Down down and away

Spectrum, Middle East Upstairs, August 28, 2007
By JIM SULLIVAN  |  October 2, 2007
kember1
Peter Kember

When the semi-legendary Spaceman 3 split, in 1991, Jason Pierce formed Spiritualized and took space rock to a powerful new level. Former partner Peter Kember (a/k/a Sonic Boom) went in another direction, indulging in the moodier and more experimental side of space rock; that included instrumental and mostly instrumental music under the rubrics of E.A.R. and Spectrum. (The 1996 Spectrum EP Songs for Owsley ranks as one of the saddest recordings of its decade.)

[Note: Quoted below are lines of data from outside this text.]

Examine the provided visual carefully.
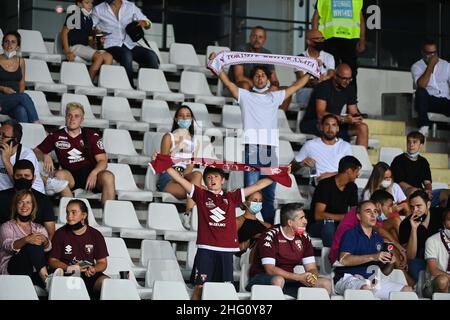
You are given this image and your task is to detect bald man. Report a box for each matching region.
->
[295,30,335,108]
[300,63,369,148]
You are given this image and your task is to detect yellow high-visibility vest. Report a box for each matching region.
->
[317,0,363,39]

Kember was in town a week ago Tuesday as half of Spectrum — he and Fandall Nieman of Fuxa played upstairs at the Middle East with no new release to promote. (There’s an EP planned for late this year, and a full-length for next year.) Standing behind synths, they began the hour-long set with a new song, “Mary,” which started with a thumping beat and built on a repetitive droning chord, a page taken from Suicide, one of Kember’s favorite bands. They went on to play Laurie Anderson’s “Walking & Falling” and Kraftwerk’s “The Hall of Mirrors,” the latter a trenchant take on narcissism and how fame distorts and destroys. Nieman switched to guitar for “Let Me Down Gently,” a minimalist number in the vein of the Velvet Underground.

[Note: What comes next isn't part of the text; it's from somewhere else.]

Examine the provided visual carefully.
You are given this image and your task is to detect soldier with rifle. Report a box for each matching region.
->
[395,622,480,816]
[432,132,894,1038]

There was no point in waiting for an uplifting anthem — that’s just not Spectrum’s way. They evoked a sense of quiet despair and seductive sadness, an enveloping blanket of synthesized sound with muted climaxes — when there were any at all. But there was a nice spot of humor in the encore of “Girl,” with Kember in his best ironic robotic monotone singing “You turn me on” over and over. Perhaps androids dream of more than just electric sheep.